As proof of this, the renovated Berelson Center now features two kitchens: one that’s not kosher and one that’s certified kosher and Shabbat-observant. Students choose which to use. Both kitchens are well stocked and geared to make cooking easy for students.

Building out the kitchen was important, since cooking and eating are two of the most popular activities at the center.

“Last winter, there was an informal matzo ball soup club,” Glazer notes. “When they were sick, students would make soup for each other. Others bake brownies and cookies. Or they come in and make themselves breakfast in the morning. There’s always someone in the kitchen here.”

Anywhere from 15 to 30 students also attend weekly Friday-night dinners, and students have even thrown birthday dinner parties at the center.

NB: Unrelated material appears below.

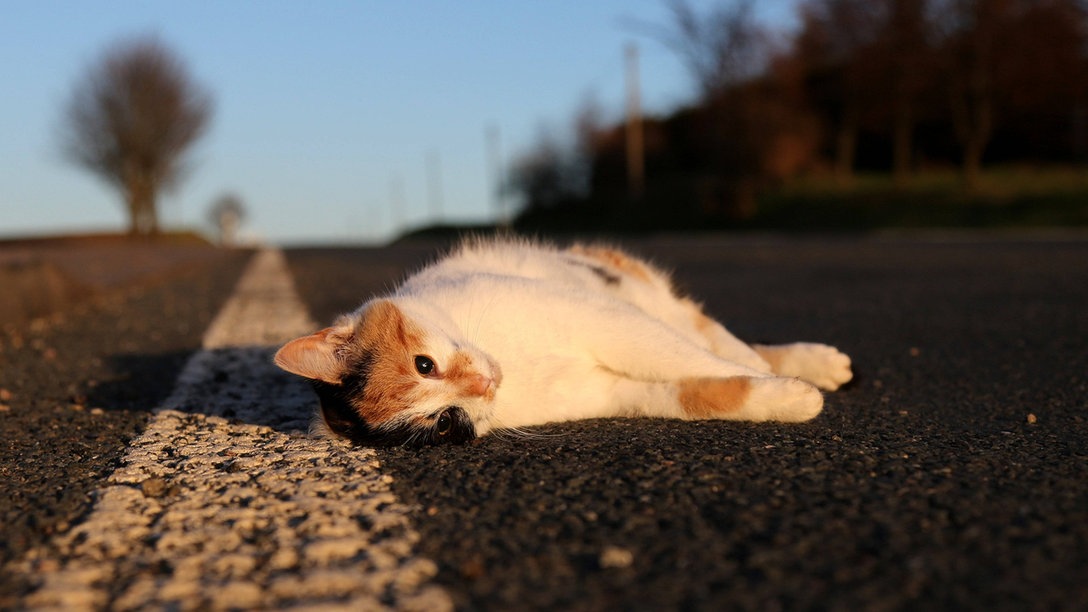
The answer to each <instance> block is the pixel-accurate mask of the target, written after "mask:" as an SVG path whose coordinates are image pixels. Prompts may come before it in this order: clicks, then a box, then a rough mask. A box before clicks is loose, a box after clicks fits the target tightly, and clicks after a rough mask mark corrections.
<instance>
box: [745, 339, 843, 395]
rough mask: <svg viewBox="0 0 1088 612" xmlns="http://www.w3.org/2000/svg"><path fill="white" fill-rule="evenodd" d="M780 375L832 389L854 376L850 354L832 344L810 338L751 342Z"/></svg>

Other recent center updates include the installation of central air conditioning, fresh paint on the walls and bright, cozy new furnishings in the Jewish program house, named for Stuart Berelson ’59. The program also dedicated a second Torah scroll over Homecoming Weekend, donated by the 1967 class of Sigma Alpha Mu.

The renovations and upgrades are “the University’s way of saying, ‘We believe in this’ , ” Glazer says. “It’s important to the Jewish community, both on and off campus, to see the University investing in the program. We want our Jewish students to know there’s a real place for them here at Bucknell.”